In an Access app on SharePoint Server, when you create a table, a query, or a data macro in the Access client in which you are creating tables, views, or triggers in a SQL Server database, by using the Access client, you can open your database to other applications that connect to SQL Server. This enables you to share your data or load data from other systems into your Access app.

With Office 365 and Access, you can build applications that reach your users without having to worry about deployment challenges, software installation issues, or operating system compatibilities. Build your app in one location and share it across the web with the power of SQL Azure and SQL Server.

SQL Azure, the cloud version of SQL Server, does not support features that Access Data Projects (ADPs) rely on to operate. To support ADPs on SQL Azure, Access would require significant changes.

For these reasons, Access does not support ADPs. ADPs have been a great tool for working with SQL Server in an on-premises environment; however, much has changed since ADPs were introduced in Access 2000. Users now expect their database to be available wherever they are.

ADP support and the future

ADPs continue to work in earlier versions of Access. You can continue to develop your ADP applications and we will continue to support earlier versions of Access under the standard support lifecycle. We will not update older versions of Access to support new versions of SQL Server or SQL Azure. Therefore, you may encounter issues if you use SQL Server 2012 or later versions with your ADP. ADPs will continue to support SQL 2008 R2 and earlier.

For the future, ADP developers can consider several different possibilities:

  • Convert to an Access app – Using Access, you can import your tables into a new Access app, and forms for your application are automatically created for you. You can extend the functionality of the base forms that Access creates for you, and users can use your application on the web. Although some of the functionality that you use in ADPs may not be available now, expect Microsoft to continue to focus improvements in the product for this application type.
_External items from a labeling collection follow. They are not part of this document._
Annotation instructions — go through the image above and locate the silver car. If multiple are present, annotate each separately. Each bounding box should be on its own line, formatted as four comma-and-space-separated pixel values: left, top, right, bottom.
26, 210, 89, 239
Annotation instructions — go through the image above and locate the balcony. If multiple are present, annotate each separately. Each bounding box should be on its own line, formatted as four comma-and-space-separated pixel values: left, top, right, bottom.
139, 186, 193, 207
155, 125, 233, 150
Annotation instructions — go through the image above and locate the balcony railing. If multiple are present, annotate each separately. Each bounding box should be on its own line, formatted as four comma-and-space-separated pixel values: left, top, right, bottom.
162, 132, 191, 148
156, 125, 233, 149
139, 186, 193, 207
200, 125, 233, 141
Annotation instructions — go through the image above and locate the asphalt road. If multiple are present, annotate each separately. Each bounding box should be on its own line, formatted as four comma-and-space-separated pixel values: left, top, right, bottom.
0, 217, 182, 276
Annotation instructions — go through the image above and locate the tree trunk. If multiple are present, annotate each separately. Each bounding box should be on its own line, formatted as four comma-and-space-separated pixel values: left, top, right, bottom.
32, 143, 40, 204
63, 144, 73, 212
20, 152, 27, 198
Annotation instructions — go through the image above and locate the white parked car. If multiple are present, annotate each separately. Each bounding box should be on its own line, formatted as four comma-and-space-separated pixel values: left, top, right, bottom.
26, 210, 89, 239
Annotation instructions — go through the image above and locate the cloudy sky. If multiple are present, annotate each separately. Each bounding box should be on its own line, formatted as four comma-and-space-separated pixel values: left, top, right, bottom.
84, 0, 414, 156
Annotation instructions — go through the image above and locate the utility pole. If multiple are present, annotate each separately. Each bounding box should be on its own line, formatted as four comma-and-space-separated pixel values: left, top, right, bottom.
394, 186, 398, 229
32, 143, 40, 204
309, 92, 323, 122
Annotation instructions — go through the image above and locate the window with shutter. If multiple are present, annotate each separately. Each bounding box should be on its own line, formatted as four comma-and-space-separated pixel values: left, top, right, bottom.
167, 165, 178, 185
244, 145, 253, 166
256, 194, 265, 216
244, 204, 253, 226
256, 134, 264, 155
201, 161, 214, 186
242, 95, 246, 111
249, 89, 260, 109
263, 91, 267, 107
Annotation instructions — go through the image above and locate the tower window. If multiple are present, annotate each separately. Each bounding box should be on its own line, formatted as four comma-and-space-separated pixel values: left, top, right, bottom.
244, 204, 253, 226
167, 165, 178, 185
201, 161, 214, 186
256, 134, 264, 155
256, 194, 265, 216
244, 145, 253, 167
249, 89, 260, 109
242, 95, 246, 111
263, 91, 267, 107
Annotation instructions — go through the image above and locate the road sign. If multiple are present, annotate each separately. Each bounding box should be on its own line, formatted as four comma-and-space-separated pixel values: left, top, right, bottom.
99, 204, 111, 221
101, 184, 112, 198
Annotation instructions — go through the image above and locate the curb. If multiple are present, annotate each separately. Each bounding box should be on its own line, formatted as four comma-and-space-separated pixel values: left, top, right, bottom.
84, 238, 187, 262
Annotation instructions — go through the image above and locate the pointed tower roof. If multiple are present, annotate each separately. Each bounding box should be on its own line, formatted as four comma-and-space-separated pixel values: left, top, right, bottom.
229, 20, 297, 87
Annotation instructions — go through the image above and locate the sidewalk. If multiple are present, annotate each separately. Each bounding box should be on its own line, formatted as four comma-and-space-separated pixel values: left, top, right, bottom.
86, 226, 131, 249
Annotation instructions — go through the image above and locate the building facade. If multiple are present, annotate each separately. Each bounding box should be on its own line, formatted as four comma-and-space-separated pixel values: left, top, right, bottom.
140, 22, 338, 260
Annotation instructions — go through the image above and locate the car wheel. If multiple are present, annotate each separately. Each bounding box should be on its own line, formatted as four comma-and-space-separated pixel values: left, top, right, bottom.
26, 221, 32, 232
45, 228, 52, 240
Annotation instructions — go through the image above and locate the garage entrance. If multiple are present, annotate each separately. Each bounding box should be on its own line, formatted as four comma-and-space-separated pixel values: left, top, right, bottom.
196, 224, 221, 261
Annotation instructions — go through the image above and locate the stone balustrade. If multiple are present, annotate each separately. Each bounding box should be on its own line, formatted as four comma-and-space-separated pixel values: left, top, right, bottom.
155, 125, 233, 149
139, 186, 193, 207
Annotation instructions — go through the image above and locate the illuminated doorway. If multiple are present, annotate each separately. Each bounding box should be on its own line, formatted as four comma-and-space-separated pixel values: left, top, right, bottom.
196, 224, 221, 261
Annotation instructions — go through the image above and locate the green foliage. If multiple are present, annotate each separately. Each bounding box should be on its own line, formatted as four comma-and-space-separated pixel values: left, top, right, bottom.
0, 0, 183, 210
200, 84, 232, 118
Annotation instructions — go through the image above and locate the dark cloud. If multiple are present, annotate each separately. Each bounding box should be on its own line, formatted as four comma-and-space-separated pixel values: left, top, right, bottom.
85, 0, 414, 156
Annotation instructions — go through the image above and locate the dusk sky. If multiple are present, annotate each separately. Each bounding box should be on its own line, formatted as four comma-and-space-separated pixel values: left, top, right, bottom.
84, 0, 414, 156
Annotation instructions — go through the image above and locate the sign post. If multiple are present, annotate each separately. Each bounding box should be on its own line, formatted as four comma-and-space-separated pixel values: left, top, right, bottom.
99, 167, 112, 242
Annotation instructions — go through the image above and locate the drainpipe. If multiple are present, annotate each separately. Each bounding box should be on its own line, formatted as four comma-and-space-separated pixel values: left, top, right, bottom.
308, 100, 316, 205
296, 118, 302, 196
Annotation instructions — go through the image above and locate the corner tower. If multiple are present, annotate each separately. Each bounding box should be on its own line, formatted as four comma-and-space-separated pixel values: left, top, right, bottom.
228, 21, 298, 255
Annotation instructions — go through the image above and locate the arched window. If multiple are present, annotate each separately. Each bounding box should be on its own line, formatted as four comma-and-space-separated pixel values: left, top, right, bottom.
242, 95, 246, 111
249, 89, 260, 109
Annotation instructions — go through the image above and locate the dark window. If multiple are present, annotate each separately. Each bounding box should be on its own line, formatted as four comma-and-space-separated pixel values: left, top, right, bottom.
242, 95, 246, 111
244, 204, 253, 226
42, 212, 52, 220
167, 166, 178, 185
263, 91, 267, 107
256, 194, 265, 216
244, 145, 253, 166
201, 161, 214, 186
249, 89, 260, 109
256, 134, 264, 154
  • Convert to a linked desktop database – Access continues to support creating desktop databases in the .accdb file format. You can convert your application to the .accdb format, including all of your existing forms and reports, and leave the data in SQL Server. You can link to the SQL Server database by using linked tables, and your application will continue to operate against the same data.
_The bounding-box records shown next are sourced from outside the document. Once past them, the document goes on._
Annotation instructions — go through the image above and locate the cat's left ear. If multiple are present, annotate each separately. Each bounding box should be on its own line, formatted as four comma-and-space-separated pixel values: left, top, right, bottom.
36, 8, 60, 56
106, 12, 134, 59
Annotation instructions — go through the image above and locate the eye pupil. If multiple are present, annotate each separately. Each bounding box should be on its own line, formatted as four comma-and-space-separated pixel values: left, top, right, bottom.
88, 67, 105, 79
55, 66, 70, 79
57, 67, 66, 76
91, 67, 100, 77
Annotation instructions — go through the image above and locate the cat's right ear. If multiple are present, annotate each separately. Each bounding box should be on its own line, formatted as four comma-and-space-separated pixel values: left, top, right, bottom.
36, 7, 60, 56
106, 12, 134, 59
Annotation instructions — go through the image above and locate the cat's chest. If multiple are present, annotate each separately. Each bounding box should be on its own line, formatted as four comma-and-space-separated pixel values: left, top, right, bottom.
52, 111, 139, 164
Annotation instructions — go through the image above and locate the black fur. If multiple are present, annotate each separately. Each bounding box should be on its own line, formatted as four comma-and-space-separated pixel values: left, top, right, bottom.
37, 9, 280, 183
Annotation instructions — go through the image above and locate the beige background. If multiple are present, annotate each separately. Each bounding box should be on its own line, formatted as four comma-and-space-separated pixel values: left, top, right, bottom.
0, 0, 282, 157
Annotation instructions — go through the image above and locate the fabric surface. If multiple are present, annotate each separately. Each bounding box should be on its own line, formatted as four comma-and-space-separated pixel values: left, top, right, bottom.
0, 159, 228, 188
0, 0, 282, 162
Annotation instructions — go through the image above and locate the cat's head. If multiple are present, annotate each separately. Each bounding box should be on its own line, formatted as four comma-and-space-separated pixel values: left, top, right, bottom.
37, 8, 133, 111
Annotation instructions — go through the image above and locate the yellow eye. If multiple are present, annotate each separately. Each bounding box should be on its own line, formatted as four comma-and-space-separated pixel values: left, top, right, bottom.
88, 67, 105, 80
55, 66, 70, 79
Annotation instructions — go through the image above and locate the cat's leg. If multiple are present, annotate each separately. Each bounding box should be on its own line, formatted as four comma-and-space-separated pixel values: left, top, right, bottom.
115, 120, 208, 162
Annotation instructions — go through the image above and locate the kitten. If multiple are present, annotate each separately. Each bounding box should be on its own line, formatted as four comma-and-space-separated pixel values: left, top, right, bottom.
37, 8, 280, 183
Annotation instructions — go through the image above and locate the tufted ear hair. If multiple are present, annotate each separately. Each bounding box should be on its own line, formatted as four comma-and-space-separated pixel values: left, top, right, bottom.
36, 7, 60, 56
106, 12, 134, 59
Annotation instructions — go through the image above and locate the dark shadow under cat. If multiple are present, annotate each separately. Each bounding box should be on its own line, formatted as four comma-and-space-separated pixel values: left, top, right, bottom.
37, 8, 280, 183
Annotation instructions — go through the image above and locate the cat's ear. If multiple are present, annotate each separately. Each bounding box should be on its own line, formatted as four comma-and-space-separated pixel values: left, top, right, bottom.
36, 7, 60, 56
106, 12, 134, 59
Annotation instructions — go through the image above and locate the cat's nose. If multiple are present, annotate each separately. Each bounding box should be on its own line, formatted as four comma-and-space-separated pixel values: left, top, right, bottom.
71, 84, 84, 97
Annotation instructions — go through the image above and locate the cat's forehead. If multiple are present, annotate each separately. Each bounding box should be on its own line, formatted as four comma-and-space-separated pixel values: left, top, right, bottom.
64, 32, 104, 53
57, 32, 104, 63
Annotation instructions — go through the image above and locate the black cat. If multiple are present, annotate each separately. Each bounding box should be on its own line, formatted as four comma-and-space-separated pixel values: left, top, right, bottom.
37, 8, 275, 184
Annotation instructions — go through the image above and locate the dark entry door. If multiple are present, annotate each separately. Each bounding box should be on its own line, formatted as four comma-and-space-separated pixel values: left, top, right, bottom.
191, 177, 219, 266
  • Create a hybrid application – If your application is large and you don’t want to convert everything at the same time, you can import your data into an Access app and link to the SQL Server database from an .accdb. This allows you migrate gradually, adding forms and functionality over time to your Access app, while maintaining your client application as an .accdb with linked tables to the SQL Server database behind the Access app.
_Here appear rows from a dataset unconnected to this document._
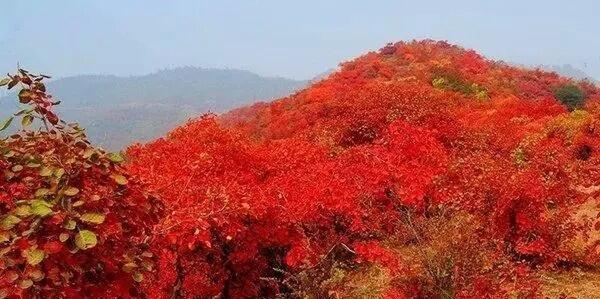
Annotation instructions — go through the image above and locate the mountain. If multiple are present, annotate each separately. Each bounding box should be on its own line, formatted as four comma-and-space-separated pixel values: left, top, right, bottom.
539, 64, 599, 84
127, 40, 600, 298
0, 67, 307, 150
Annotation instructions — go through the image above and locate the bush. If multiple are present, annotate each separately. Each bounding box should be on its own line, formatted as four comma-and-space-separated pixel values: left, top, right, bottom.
0, 70, 162, 298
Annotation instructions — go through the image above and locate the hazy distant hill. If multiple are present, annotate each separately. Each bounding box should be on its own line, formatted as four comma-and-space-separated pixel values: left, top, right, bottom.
539, 64, 598, 84
0, 67, 308, 150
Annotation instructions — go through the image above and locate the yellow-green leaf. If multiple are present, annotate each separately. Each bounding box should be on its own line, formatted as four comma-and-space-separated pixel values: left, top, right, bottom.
25, 249, 46, 266
80, 213, 106, 224
21, 114, 33, 127
75, 230, 98, 250
54, 168, 65, 179
15, 205, 31, 217
31, 200, 52, 217
111, 174, 129, 185
0, 117, 13, 131
108, 153, 125, 163
58, 233, 69, 243
40, 166, 52, 176
83, 148, 96, 159
0, 215, 21, 230
35, 188, 50, 197
65, 219, 77, 230
131, 272, 144, 282
64, 187, 79, 196
0, 78, 11, 86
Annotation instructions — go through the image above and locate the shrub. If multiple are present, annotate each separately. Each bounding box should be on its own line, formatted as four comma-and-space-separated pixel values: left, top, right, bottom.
0, 70, 158, 298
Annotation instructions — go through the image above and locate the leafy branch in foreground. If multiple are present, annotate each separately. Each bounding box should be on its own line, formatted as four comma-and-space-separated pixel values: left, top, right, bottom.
0, 69, 162, 298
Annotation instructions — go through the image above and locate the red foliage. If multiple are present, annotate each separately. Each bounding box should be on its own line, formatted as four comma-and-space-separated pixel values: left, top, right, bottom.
129, 41, 600, 298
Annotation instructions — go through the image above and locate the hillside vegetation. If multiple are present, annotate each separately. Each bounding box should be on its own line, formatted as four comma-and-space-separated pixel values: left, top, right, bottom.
0, 40, 600, 298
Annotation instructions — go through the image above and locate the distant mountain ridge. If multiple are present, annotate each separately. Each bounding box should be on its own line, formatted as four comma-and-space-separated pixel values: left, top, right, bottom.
538, 64, 600, 85
0, 67, 309, 150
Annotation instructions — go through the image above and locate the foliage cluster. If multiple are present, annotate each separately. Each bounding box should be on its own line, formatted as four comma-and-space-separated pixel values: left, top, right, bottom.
0, 41, 600, 298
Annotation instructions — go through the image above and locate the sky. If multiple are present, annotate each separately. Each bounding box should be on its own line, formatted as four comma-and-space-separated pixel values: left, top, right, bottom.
0, 0, 600, 79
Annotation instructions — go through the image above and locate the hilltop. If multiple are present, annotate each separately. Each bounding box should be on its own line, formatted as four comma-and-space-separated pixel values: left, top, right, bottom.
0, 40, 600, 299
128, 40, 600, 298
0, 67, 308, 150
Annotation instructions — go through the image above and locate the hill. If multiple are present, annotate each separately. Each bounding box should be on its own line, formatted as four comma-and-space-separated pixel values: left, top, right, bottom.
0, 67, 307, 150
128, 40, 600, 298
540, 64, 599, 85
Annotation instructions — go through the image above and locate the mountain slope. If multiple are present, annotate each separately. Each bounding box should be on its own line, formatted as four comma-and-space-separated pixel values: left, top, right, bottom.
0, 67, 307, 150
128, 40, 600, 298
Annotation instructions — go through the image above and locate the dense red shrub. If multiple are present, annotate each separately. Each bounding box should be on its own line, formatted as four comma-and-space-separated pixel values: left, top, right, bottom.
5, 41, 600, 298
128, 41, 600, 298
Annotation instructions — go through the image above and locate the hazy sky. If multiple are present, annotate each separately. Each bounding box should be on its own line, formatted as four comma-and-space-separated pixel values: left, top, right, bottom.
0, 0, 600, 79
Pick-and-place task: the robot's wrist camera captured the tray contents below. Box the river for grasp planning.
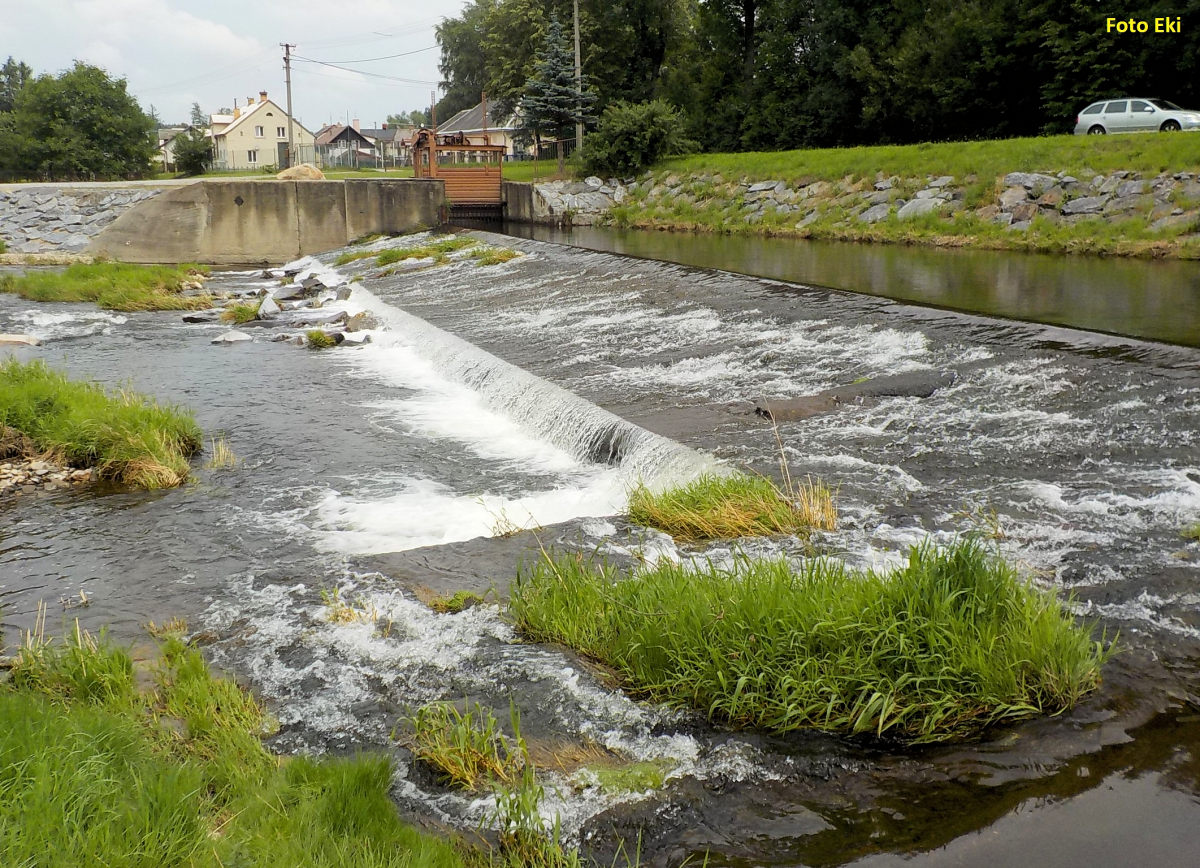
[0,237,1200,868]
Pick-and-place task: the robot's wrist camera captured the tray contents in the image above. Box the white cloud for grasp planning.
[0,0,466,127]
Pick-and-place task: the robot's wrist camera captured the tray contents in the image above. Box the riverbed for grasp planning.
[0,237,1200,867]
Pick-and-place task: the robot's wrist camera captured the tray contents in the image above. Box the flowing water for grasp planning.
[0,237,1200,867]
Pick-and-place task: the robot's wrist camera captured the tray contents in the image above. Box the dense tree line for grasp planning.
[0,58,157,180]
[438,0,1200,150]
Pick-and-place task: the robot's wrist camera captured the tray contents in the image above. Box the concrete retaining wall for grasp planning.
[85,179,445,265]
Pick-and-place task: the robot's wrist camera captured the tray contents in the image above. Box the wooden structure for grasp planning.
[413,127,506,220]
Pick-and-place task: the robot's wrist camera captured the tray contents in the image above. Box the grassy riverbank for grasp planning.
[0,262,212,312]
[0,629,477,868]
[608,133,1200,258]
[655,133,1200,184]
[511,541,1110,742]
[0,359,203,489]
  • Upgrade to the .NET Framework – Your application may be complex enough to consider moving to a professional development platform such as the .NET Framework. SQL Server is designed to make it easier for you to use your existing database infrastructure and extend the functionality of your application without having to significantly rewrite your code.


Access is designed to connect databases with the cloud by building on SharePoint Server and SQL Server technologies and easily work with Office 365. Access is designed to help you quickly create and share data-driven business apps that help run your business.